Carbon nanostructure derived from tea spent waste and its dosage dependent application on elevated bacterial hydrolytic enzymes production and thermostability

The management of solid waste and the energy crisis are global problems, yet biotransformations of these wastes seem promising and realistically feasible for a variety of profitable industrial applications. The type of synthesis and cost of the catalyst play crucial roles in diverse cellulosic biomass transformation via alteration in enzyme stability through nanocatalysts, due to which the bioconversion efficiency of the enzymes can be enhanced.
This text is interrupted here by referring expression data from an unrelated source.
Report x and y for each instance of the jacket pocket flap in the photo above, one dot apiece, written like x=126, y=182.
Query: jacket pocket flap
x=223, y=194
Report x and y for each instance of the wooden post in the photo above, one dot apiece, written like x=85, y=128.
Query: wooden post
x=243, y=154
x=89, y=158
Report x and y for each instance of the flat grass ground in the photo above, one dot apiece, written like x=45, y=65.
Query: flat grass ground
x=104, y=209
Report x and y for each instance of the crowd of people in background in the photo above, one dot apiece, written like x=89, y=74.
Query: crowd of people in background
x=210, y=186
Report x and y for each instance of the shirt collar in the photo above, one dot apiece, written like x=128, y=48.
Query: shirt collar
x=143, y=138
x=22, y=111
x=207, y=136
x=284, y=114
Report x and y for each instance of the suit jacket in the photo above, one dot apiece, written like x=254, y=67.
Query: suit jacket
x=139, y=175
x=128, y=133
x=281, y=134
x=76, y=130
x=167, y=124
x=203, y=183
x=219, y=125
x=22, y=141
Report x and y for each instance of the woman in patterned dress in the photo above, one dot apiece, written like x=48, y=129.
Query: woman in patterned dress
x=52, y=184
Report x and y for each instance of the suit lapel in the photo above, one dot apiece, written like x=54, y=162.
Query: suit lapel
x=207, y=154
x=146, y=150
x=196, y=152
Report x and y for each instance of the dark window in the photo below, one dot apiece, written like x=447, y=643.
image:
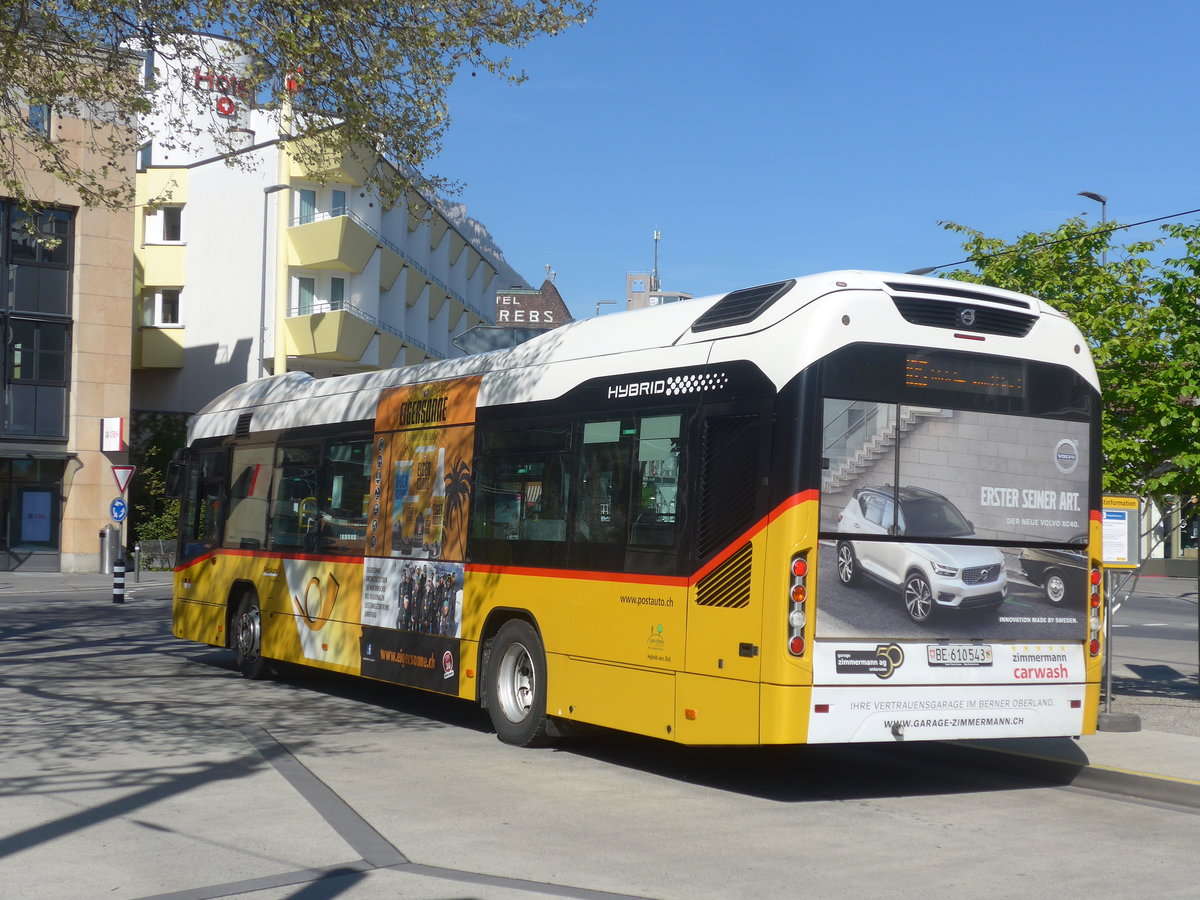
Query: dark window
x=40, y=119
x=295, y=487
x=343, y=514
x=201, y=507
x=729, y=480
x=172, y=223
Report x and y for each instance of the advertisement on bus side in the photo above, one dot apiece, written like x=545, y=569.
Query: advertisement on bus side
x=912, y=497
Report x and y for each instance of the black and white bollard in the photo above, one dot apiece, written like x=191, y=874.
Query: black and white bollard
x=119, y=581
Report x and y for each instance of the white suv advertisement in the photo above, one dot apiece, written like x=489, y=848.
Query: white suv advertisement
x=931, y=576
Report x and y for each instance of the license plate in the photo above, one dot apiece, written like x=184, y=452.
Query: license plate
x=959, y=654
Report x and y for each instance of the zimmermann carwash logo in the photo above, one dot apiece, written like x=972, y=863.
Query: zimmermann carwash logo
x=882, y=661
x=1066, y=456
x=670, y=387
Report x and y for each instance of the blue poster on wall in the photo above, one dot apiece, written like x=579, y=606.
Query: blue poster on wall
x=35, y=516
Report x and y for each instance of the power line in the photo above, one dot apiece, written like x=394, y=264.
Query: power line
x=1056, y=240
The present study has been directed towards the facile and sustainable fabrication of activated carbon based nanocatalyst derived from hugely available and cellulose-rich tea spent waste. The characterization of the newly fabricated nanocatalyst has been done via different techniques such as X-ray diffraction patterns, X-ray photo electron spectroscopy, Fourier transform infrared spectroscopy, Raman spectroscopy, and transmission electron microscope to probe the physicochemical properties. Thereafter, the dose-dependent impact of newly synthesized nanocatalyst has been investigated for improving the production of bacterial hydrolytic enzyme over a time period of 8–72 h. At a 10 mg dose of nanocatalyst, 27.2 U/mL activity could be recorded in 16 h, which was ∼31.40% higher at the same time compared to the control. Further, based on the optimum dose of nanocatalyst recorded in enzyme production, the thermal stability of bacterial hydrolytic enzymes under the influence of nanocatalyst has also been investigated at varying temperatures 32–40^◦C. The results showed that nanocatalyst improved the thermal stability of enzyme and reflected its 100% stability for 2 h, followed by half-life stability up to 12 h at 10 mg as an optimum concentration of activated carbon analyzed at 40◦C. The proposed approach may have potential applications in a variety of biomass conversions for value additions from solid wastes.